- Relator(a)
- Ministro Mauro Campbell Marques
- Órgão julgador
- Segunda Turma
- Data do julgamento
- 28/09/2010
- Data de publicação
- 15/10/2010
STJ – Acórdão, Rel. Ministro Mauro Campbell Marques, Segunda Turma, j. 28/09/2010, p. 15/10/2010
ADMINISTRATIVO. DESAPROPRIAÇÃO POR REFORMA AGRÁRIA. JUROS COMPENSATÓRIOS. IMÓVEL IMPRODUTIVO. IRRELEVÂNCIA. JUROS MORATÓRIOS. TERMO INICIAL. HONORÁRIOS ADVOCATÍCIOS. LIMITAÇÃO IMPOSTA PELA MP 1.997-37/2000. 1. No que concerne aos juros compensatórios, o STJ tem entendido que são devidos, independentemente de se tratar de imóvel improdutivo, pela perda da posse antes da justa indenização.

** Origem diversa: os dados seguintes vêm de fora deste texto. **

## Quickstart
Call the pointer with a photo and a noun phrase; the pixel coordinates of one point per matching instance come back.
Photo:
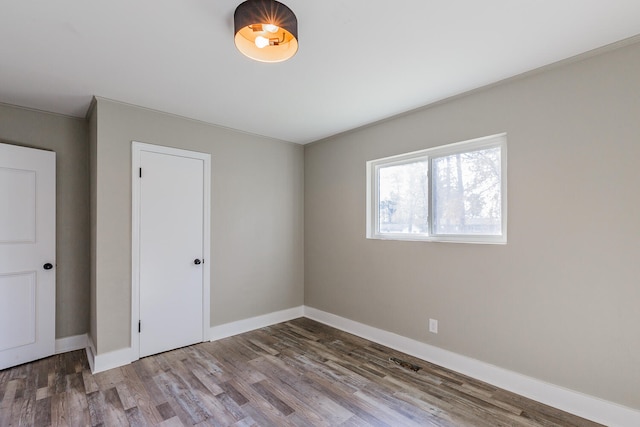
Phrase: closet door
(27, 254)
(173, 292)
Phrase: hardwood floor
(298, 373)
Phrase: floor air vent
(405, 364)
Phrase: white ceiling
(359, 60)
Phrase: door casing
(137, 148)
(26, 245)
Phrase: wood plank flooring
(298, 373)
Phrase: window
(452, 193)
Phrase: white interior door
(172, 264)
(27, 254)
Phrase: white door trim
(136, 149)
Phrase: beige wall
(68, 138)
(559, 302)
(256, 217)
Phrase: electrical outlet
(433, 326)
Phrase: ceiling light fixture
(266, 30)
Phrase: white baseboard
(580, 404)
(246, 325)
(76, 342)
(106, 361)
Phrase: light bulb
(261, 42)
(270, 28)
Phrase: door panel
(27, 242)
(18, 309)
(18, 195)
(171, 240)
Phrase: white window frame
(373, 167)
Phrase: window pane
(403, 192)
(467, 193)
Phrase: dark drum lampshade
(266, 30)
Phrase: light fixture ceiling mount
(266, 30)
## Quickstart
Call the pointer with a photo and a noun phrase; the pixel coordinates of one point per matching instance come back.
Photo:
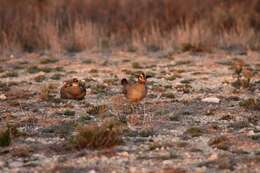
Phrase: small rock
(211, 100)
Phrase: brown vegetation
(92, 136)
(76, 25)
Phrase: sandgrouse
(73, 89)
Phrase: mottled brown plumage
(137, 91)
(73, 89)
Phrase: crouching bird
(135, 92)
(73, 89)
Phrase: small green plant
(194, 131)
(69, 112)
(49, 61)
(10, 74)
(221, 142)
(56, 76)
(33, 69)
(46, 92)
(92, 136)
(136, 65)
(40, 78)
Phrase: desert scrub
(69, 112)
(33, 69)
(47, 91)
(5, 137)
(136, 65)
(250, 103)
(49, 61)
(56, 76)
(194, 132)
(94, 136)
(40, 78)
(10, 74)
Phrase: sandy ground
(177, 132)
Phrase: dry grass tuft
(46, 91)
(93, 136)
(145, 25)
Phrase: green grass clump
(250, 103)
(92, 136)
(40, 78)
(10, 74)
(194, 131)
(46, 69)
(33, 69)
(220, 142)
(136, 65)
(68, 112)
(56, 76)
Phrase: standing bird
(137, 91)
(248, 74)
(238, 66)
(73, 89)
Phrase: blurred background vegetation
(76, 25)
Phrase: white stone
(211, 100)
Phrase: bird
(73, 89)
(248, 73)
(238, 65)
(135, 92)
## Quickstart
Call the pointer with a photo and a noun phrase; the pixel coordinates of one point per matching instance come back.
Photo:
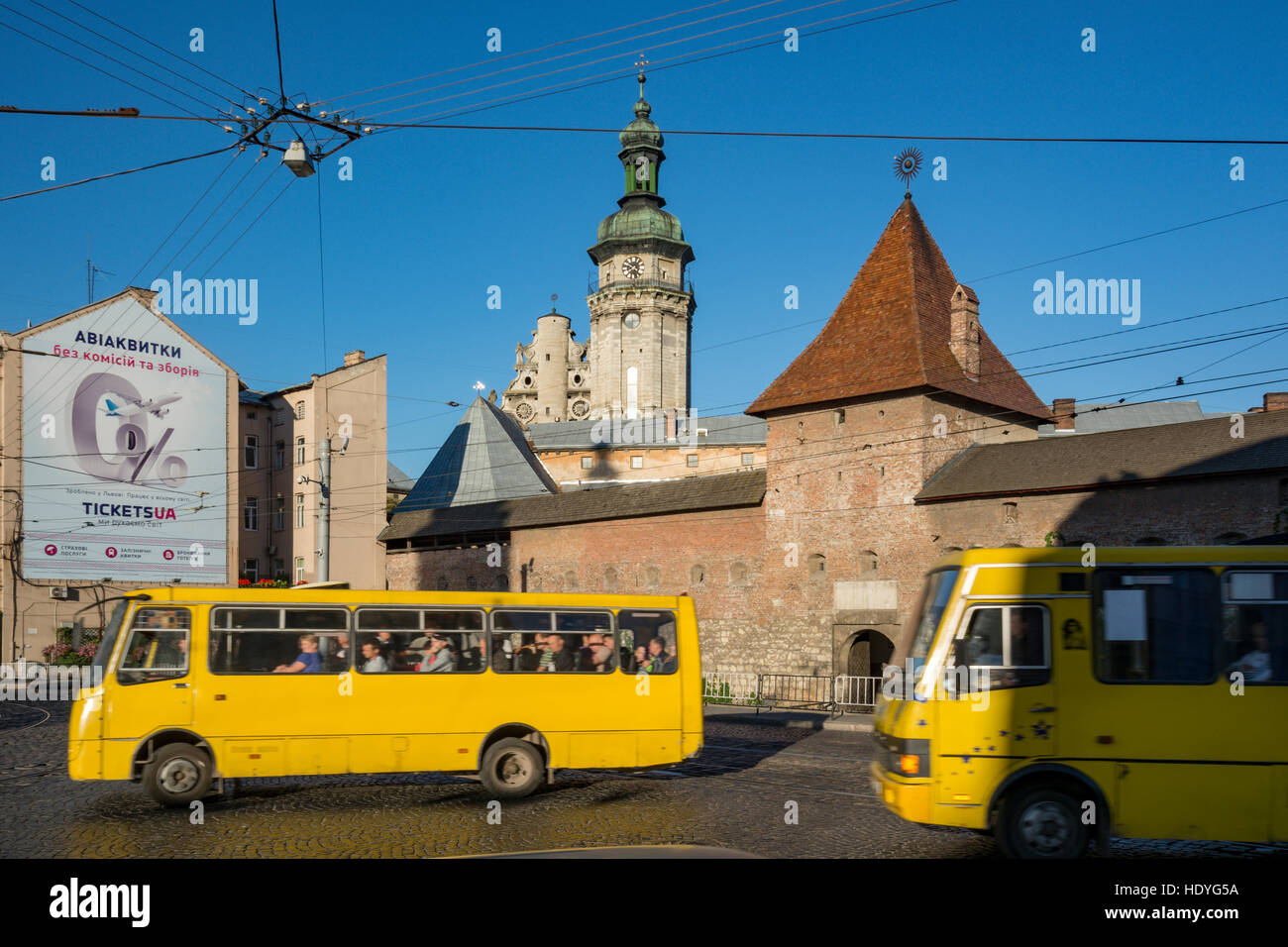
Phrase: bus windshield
(930, 609)
(108, 643)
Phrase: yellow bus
(207, 684)
(1060, 696)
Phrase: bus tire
(1041, 822)
(179, 774)
(513, 768)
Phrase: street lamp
(296, 158)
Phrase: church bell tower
(640, 298)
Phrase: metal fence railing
(840, 693)
(722, 686)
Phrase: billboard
(124, 453)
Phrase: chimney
(964, 334)
(1063, 411)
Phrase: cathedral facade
(636, 364)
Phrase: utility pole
(325, 512)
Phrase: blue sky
(433, 218)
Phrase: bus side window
(1006, 643)
(1155, 624)
(158, 647)
(1254, 626)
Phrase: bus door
(1000, 706)
(154, 676)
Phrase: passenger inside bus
(308, 661)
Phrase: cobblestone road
(733, 795)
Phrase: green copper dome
(640, 219)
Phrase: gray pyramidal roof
(484, 459)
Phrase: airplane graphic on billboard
(155, 406)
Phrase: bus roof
(1039, 556)
(386, 596)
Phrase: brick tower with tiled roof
(905, 322)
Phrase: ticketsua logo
(102, 900)
(207, 298)
(1087, 296)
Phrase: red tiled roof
(892, 331)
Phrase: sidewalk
(795, 719)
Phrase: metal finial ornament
(907, 163)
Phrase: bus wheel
(511, 768)
(1041, 823)
(178, 775)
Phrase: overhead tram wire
(617, 72)
(98, 68)
(1073, 364)
(510, 55)
(121, 46)
(617, 75)
(1005, 418)
(183, 219)
(119, 62)
(233, 217)
(116, 174)
(125, 29)
(604, 46)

Tal entendimento encontra-se, de fato, pacificado no âmbito da Primeira Seção desta Corte, segundo a qual os juros compensatórios se prestam para compensar o dominus pela perda da propriedade, fazendo jus aquele que comprove a perda da posse de sua propriedade por ato do Estado. 2. No tocante ao termo inicial de incidência dos juros moratórios, o acórdão recorrido merece reparo, já que, em sede de desapropriação, a questão já não encontra mais controvérsia nesta Corte, desde o julgamento do EREsp 615.018/RS, da relatoria do Eminente Ministro Castro Meira, ocasião em que a 1ª Seção decidiu pela aplicabilidade da norma constante do art. 15-B do DL. 3.365/41, que determina a incidência dos juros de mora somente a partir de 1º de janeiro do exercício financeiro seguinte àquele em que o pagamento deveria ser efetuado, às desapropriações em curso no momento em que editada a MP 1.577/97. 3. Quanto aos honorários sucumbenciais, o limite máximo de 5% em desapropriações aplica-se às sentenças proferidas após a publicação da MP 1.997-37/2000 (em 12 de abril de 2000), que deu nova redação ao art. 27, § 1º, do Decreto-Lei 3.365/1941. Restrição que incide no caso destes autos, porque a sentença foi proferida em 1º de fevereiro de 2004, razão pela qual limito os honorários em 5% sobre o valor da desapropriação. 4. Recurso especial parcialmente provido, reformando o termo inicial da incidência dos juros moratórios e limitando os honorários sucumbenciais na alíquota de 5% sobre a base de cálculo. (REsp n. 914.526/MG, relator Ministro Mauro Campbell Marques, Segunda Turma, julgado em 28/9/2010, DJe de 15/10/2010.)